Straight up, it has been 2 years and I’m now a better writer. Better post here: https://www.huntinggearguy.com/rifle-reviews/sks-review/
One of the cheapest “fun” guns out there in Canada and the US is the SKS. Made primarily by Russia, China, and Yugoslavia, the SKS is a compact little semi auto chambered in 7.62X39. Due to the inexpensive rifle AND the crates of cheap surplus ammo, many shooters get pretty proficient with their SKSs. So the next question that comes up is, “can I hunt with this?”
First, the cartridge. 7.62X39 is considered an “intermediate” cartridge; less than full power, but more than pistol. For hunting purposes, it’s clearly low power. Even medium range is out of the question. The general rule of thumb is 1000 ft-lbs of energy for deer on impact, and most SKS ammunition will only take you out to 150 yards with that in mind. With soft point bullets, it’s still lethal on deer. Check your local provincial or state laws to see if it’s legal. Here in Alberta, it currently is, so long as you’re using soft point bullets.
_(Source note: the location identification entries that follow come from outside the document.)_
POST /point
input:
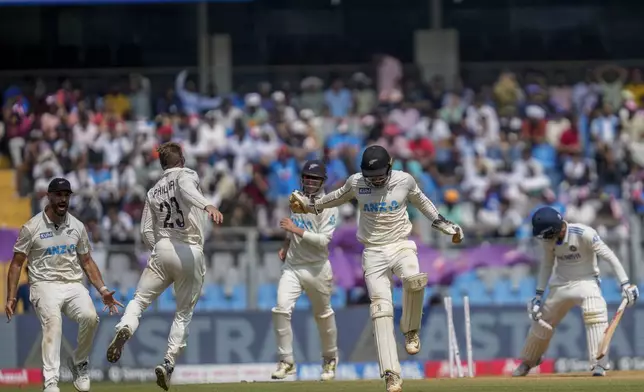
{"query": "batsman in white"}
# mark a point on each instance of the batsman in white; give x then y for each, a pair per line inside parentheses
(57, 248)
(306, 267)
(571, 252)
(384, 228)
(172, 226)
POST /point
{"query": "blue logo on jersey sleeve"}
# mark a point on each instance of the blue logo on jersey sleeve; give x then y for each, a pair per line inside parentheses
(60, 250)
(380, 207)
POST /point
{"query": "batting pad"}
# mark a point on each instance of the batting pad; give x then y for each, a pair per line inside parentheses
(328, 334)
(536, 344)
(283, 334)
(413, 296)
(596, 320)
(382, 314)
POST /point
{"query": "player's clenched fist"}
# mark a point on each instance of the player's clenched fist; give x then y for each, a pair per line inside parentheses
(299, 203)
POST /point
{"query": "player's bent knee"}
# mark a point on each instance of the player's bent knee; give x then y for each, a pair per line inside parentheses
(595, 317)
(381, 308)
(540, 332)
(326, 314)
(415, 282)
(281, 311)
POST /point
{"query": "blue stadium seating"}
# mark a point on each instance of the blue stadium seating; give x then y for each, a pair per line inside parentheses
(611, 290)
(503, 294)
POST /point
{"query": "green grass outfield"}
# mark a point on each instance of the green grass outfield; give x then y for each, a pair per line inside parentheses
(615, 382)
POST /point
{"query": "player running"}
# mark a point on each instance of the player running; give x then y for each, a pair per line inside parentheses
(57, 248)
(172, 228)
(384, 228)
(306, 267)
(571, 250)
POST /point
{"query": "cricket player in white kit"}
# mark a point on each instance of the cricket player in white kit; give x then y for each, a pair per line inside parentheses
(172, 226)
(570, 264)
(306, 267)
(384, 228)
(57, 248)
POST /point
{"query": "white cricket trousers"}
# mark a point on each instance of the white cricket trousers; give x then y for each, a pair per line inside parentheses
(317, 281)
(51, 300)
(585, 294)
(379, 263)
(170, 262)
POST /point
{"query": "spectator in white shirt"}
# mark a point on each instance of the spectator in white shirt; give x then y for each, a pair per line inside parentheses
(227, 114)
(404, 115)
(118, 226)
(482, 119)
(528, 173)
(283, 110)
(212, 133)
(85, 132)
(581, 209)
(604, 127)
(114, 145)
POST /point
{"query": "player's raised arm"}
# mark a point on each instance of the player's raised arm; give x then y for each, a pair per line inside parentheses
(602, 250)
(147, 226)
(189, 188)
(419, 200)
(545, 270)
(629, 292)
(20, 251)
(301, 204)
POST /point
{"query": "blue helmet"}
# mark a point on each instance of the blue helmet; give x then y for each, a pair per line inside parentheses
(546, 223)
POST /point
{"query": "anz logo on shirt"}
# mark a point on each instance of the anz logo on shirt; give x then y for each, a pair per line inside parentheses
(302, 224)
(60, 250)
(380, 207)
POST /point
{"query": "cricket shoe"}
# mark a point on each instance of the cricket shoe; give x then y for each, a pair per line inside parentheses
(393, 382)
(80, 375)
(164, 374)
(284, 369)
(51, 387)
(599, 371)
(115, 349)
(412, 342)
(328, 369)
(523, 369)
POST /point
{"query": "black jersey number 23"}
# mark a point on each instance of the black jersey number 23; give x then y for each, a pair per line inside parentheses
(172, 208)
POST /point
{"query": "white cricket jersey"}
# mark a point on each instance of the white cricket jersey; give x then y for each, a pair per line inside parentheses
(383, 217)
(313, 246)
(174, 209)
(52, 251)
(575, 257)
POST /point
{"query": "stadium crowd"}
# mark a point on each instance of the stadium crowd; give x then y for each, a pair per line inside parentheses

If anyone gives you any guff about using the small cartridge, remind them that the 30-30 shares similar ballistics. 150 yards is about the most you should be doing with this rifle. Note that there is a small risk by using commercial ammunition in the SKS because of the floating firing pin. That floating firing pin lightly hits the primer of a round as the bolt slams forward. There is a potential for a slam-fire. That’s why the firing pin should never be gunked up or oiled or greased. If the oil or grease froze in the cold winter, you could be in for a surprise. Also, try to get soft point ammunition that has hard, military style primers. These reduce the chance of a slam-fire.
In my opinion, the perfect hunting rifle is easily scoped, easy to load and unload quietly, has a quiet safety or hammer, and is accurate to the ranges I see hunting in Western Canada (which can be far at times). The SKS offers none of these. The receiver cover floats, so don’t trust it for a scope mount. The only way to do it solidly is with a drilled and tapped side mount. Ugh. While the SKS is pretty easy to load with stripper clips, it’s pretty loud. The hinged magazine isn’t so bad, but be careful of aftermarket detachable mags. Some of these don’t work all that reliably. The safety itself isn’t so quiet either, but you can make it to be quiet even with heavy gloves on. Finally, the accuracy on typical SKSs isn’t going to knock your socks off. ~4 MOA is typical at 100 yards, but that’s perfectly reasonable if we hold our shots to less than the ammunition limitation of 150 yards.
Hunting with the SKS
In Canada, SKS magazines are pinned to 5 rounds. It’s a bit of a pain in the ass, because it means you have to fashion your own 5 round stripper clips to take hunting but it’s also a decent amount of ammo to take out on a hunt. A lot of the guys sporting WSM or WSSMs only have 2 or 3 rounds per magazine. I typically charge the magazine with 5 rounds from one of these special 5 round clips when I begin my hunt. I wriggle the rounds around in the magazine a bit to ensure they’re all free and they’re not bound up or jammed forward. As I get closer, I may close the bolt, making sure that it’s fully forward. I’ll engage the safety at this point as well and treat the rifle as it it doesn’t have the safety on (no pointing at people or in directions of households, etc. When deer come within range, make your first shot count. Even though the SKS is semi automatic and has 4 more rounds in the magazine, your first shot is easily your best chance at making a killing shot. You should treat firing the SKS at game as if you were on your last round and you had to make it count.